The Execution of Willie Francis: Race, Murder, and the Search for Justice in the American South
Gilbert King, Basic Civitas, 362 pp., $26
In 1946 Willie Francis, a 17-year-old African American, sat in an electric chair, about to die. The crime: He allegedly killed a white man in his hometown, St. Martinville, La.—and not just any white man, but Andrew Thomas, the well-liked pharmacist. The electric current flowed, something fritzed, Francis survived. Confused and flustered, law enforcement officials hustled him back to his cell, determined to do the deed right as soon as they could. That’s when the case, almost ignored outside St. Martinville, suddenly became a national cause célèbre. Francis’ advocates proclaimed that strapping him into the electric chair again constituted cruel and unusual punishment and maybe violated double jeopardy. Their solution: Set him free, or get him out from beneath the shadow of the death penalty. That’s where Gilbert King, a New York City journalist, picks up the story.
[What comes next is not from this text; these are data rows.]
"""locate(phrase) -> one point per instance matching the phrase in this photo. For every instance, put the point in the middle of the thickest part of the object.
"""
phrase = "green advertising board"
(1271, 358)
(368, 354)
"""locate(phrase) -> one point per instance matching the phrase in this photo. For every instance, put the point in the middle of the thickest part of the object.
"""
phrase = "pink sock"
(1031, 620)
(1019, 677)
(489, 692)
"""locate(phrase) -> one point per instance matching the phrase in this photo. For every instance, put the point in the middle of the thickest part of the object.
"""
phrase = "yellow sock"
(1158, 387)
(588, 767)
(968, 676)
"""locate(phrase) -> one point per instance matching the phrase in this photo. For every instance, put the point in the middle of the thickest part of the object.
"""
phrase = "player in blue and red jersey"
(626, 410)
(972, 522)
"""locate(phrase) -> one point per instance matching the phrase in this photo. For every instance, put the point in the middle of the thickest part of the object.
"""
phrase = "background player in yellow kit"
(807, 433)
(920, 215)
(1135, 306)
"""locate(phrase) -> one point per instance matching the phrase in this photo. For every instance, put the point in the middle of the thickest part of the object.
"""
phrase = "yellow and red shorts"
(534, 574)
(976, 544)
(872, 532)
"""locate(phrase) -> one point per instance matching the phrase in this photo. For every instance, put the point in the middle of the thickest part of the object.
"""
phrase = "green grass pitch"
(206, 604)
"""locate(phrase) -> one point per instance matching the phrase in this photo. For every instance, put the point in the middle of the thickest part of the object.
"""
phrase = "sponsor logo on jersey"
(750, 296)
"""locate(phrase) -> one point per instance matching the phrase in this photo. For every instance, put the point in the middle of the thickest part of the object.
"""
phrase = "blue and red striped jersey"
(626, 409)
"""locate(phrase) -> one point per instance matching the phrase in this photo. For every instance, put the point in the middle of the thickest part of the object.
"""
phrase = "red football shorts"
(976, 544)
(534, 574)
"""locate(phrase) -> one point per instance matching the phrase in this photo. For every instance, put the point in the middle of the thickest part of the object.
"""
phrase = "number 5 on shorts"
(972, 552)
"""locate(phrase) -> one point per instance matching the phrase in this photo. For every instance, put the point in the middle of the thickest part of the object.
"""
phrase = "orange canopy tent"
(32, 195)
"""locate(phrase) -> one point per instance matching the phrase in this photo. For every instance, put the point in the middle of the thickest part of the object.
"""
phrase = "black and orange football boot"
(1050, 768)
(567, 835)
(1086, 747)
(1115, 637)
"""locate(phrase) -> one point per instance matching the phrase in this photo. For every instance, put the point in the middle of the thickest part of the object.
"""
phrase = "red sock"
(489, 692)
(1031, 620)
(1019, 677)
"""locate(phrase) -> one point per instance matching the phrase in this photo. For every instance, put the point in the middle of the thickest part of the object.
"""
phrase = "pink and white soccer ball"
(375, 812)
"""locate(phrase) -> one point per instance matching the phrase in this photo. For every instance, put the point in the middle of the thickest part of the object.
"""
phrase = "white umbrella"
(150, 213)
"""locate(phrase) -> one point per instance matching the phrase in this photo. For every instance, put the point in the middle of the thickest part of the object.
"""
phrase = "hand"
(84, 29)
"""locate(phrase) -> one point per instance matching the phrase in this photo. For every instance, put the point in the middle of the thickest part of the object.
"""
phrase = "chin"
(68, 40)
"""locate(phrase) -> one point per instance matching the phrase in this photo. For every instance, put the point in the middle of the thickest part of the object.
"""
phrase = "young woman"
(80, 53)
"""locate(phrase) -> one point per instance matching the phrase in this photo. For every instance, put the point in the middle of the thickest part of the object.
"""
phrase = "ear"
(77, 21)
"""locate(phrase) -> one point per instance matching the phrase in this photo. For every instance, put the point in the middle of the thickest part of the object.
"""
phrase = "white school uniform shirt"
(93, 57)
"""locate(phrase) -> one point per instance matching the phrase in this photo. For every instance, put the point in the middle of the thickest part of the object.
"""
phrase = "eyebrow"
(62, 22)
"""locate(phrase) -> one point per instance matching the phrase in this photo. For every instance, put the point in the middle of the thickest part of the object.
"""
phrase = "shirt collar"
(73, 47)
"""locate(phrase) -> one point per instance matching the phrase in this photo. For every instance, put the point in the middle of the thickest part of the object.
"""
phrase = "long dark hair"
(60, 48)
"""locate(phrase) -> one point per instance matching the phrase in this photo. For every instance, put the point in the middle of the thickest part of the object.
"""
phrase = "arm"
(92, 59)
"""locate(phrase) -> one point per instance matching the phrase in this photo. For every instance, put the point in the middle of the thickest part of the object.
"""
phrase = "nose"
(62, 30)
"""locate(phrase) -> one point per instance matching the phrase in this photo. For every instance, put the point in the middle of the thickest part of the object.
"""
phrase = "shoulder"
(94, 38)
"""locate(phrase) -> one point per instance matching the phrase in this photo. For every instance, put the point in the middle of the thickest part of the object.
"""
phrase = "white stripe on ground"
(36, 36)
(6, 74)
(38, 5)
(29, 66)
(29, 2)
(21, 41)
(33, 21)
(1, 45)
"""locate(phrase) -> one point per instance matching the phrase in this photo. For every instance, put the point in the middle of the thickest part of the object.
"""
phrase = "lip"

His core query: Did Francis—a scared, not completely literate, unworldly teenager—act alone in killing Thomas, act at the behest of somebody in the white power structure with a grudge against the pharmacist, or play no role in the murder? King offers no simplistic answers, but his well-written quest resonates with contemporary debates about the death penalty, wrongful convictions and race.